Contents

1 Introduction

The epimutacionsData package is a repository of datasets for the epimutacions package. It includes 2 datasets to use as an example:

2 Installation

The following code explains how to access to the data:

library(ExperimentHub)
eh <- ExperimentHub()
query(eh, c("epimutacionsData"))
## ExperimentHub with 3 records
## # snapshotDate(): 2024-04-29
## # $dataprovider: GEO, Illumina 450k array
## # $species: Homo sapiens
## # $rdataclass: RGChannelSet, GenomicRatioSet, GRanges
## # additional mcols(): taxonomyid, genome, description,
## #   coordinate_1_based, maintainer, rdatadateadded, preparerclass, tags,
## #   rdatapath, sourceurl, sourcetype 
## # retrieve records with, e.g., 'object[["EH6690"]]' 
## 
##            title                   
##   EH6690 | Control and case samples
##   EH6691 | Reference panel         
##   EH6692 | Candidate epimutations

2.1 Candidate epimutations

In Illumina 450K array (Reproducibility 2012), probes are unequally distributed along the genome, limiting the number of regions that can fulfil the requirements to be considered an epimutation. So, we have computed a dataset containing the regions that are candidates to become an epimutation.

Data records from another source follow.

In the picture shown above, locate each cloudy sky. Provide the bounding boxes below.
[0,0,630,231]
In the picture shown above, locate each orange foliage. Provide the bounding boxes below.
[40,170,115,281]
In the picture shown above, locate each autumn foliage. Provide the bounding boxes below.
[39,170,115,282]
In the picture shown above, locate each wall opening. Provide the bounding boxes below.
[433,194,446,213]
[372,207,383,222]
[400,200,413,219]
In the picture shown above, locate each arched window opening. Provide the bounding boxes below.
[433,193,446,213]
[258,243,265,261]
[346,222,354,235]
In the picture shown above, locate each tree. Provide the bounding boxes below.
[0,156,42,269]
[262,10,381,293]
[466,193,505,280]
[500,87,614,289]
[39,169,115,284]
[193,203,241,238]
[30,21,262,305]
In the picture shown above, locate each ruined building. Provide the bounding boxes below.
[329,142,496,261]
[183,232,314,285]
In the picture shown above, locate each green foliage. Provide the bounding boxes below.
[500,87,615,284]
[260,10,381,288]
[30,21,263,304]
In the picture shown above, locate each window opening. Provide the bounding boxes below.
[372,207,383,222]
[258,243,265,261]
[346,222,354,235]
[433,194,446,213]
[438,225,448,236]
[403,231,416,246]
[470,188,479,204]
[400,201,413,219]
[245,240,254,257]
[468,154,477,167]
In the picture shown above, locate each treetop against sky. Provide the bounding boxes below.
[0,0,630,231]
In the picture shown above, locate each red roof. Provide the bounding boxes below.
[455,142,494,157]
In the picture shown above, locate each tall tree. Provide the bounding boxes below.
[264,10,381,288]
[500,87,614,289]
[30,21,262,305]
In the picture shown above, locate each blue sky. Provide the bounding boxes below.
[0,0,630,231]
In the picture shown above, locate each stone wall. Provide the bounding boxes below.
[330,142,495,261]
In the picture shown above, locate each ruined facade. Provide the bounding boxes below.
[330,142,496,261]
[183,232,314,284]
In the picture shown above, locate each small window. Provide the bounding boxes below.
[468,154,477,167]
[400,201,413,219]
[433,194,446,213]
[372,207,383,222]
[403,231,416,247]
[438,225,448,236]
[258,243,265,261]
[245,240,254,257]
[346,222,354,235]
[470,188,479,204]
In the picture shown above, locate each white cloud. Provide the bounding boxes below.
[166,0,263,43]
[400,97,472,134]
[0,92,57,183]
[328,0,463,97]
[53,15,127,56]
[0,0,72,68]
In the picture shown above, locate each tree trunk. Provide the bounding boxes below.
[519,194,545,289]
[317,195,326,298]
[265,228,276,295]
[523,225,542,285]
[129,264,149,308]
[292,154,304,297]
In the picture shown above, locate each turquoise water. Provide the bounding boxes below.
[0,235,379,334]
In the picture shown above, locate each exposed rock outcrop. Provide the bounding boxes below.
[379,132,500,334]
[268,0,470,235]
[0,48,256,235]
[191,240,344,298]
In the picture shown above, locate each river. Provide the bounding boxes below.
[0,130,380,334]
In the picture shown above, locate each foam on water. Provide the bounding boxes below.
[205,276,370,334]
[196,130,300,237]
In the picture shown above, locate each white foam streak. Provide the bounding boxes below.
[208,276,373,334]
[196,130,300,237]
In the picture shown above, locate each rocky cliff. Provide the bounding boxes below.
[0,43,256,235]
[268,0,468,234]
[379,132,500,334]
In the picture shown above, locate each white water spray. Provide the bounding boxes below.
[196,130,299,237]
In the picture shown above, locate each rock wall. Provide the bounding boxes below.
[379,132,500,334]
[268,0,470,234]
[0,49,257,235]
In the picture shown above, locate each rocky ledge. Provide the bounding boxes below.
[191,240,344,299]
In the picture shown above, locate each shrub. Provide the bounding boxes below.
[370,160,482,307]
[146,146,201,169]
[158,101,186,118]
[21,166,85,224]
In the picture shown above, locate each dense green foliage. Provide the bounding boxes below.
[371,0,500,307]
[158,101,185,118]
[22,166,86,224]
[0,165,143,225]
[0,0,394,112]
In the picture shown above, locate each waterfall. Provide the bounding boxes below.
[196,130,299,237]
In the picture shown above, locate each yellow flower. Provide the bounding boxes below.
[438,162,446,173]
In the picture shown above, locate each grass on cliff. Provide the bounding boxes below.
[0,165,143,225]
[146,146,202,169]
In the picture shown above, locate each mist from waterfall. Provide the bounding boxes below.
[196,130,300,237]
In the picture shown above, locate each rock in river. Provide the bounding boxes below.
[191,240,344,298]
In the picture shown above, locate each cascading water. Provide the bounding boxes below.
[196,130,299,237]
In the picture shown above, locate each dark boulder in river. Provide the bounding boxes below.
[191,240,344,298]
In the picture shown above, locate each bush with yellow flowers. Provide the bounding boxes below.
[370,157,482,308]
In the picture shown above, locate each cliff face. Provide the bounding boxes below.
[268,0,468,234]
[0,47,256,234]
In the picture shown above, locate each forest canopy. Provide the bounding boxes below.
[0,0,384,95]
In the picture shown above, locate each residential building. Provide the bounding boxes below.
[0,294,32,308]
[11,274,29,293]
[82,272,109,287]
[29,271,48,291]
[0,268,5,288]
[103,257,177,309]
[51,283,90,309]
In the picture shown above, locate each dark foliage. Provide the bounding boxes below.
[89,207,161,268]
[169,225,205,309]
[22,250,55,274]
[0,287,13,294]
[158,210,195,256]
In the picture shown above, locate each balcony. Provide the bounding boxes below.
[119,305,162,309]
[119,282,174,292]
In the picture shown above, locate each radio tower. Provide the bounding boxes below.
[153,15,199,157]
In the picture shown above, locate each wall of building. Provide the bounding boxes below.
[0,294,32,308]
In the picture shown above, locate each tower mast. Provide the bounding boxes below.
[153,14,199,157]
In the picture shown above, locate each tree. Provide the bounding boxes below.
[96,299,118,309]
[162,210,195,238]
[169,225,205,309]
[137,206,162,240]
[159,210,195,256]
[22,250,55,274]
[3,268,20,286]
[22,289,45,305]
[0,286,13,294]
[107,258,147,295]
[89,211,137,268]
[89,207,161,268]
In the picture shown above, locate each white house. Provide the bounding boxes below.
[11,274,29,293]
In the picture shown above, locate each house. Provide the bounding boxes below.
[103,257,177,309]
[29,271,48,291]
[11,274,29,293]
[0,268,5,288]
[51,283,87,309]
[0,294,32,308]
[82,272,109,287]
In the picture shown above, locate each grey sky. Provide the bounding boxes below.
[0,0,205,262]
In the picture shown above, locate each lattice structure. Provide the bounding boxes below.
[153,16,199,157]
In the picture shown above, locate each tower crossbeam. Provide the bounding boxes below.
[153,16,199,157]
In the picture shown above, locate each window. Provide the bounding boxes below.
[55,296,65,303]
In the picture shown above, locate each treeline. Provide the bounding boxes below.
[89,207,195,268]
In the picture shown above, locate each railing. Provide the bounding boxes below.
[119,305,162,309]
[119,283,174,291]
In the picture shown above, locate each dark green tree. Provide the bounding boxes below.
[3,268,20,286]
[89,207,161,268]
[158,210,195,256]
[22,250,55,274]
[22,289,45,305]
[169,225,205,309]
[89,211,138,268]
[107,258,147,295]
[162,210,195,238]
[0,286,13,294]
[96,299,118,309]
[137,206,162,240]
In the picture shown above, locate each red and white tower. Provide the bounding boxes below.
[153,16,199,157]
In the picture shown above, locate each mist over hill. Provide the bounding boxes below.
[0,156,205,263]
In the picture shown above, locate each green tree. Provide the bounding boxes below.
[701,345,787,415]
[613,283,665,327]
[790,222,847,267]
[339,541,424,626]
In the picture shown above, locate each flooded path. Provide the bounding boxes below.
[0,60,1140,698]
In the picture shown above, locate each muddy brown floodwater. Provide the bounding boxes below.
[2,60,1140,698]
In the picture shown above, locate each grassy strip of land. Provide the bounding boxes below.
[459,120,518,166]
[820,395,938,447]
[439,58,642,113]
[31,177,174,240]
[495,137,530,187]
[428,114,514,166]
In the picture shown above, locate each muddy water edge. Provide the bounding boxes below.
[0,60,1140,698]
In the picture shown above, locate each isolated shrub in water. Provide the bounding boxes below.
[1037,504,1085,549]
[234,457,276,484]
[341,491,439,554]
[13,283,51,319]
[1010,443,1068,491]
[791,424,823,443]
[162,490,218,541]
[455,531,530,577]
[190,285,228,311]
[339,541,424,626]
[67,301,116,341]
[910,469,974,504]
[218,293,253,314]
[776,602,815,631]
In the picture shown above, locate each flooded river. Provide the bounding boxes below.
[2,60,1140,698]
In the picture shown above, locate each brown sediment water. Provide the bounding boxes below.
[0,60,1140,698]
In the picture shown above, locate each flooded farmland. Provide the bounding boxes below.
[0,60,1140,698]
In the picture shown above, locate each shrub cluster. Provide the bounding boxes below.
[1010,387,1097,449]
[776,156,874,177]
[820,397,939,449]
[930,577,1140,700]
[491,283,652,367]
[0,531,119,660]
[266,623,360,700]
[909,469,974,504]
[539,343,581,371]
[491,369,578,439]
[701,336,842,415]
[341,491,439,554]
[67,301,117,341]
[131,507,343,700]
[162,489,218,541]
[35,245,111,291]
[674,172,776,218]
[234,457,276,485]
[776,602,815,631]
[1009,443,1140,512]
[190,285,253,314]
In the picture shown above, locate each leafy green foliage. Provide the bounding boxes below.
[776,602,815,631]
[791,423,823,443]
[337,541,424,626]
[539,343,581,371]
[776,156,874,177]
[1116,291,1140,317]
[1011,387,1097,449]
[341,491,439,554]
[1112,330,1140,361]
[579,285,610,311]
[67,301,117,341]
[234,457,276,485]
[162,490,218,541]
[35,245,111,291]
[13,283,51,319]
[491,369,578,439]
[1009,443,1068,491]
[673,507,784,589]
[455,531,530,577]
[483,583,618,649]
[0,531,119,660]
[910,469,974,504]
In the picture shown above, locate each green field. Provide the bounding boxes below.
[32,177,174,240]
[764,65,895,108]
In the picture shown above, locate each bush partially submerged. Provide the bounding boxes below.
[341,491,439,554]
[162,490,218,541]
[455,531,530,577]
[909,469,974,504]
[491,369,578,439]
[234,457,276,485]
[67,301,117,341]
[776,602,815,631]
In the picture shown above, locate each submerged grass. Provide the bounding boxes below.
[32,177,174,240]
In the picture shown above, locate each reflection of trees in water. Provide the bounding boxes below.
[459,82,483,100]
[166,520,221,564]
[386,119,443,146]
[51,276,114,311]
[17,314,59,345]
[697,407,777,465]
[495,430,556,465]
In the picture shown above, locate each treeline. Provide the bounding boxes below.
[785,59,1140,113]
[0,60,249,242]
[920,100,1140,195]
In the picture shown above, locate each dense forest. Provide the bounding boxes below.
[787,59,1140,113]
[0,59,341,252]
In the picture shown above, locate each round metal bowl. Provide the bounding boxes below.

To define the candidate epimutations, we relied on the clustering from bumphunter (Jaffe et al. 2012). We defined a primary dataset with all the CpGs from the Illumina 450K array. Then, we run bumphunter and selected those regions with at least 3 CpGs. As a result, we found 40408 candidate epimutations which are available in the candRegsGR dataset.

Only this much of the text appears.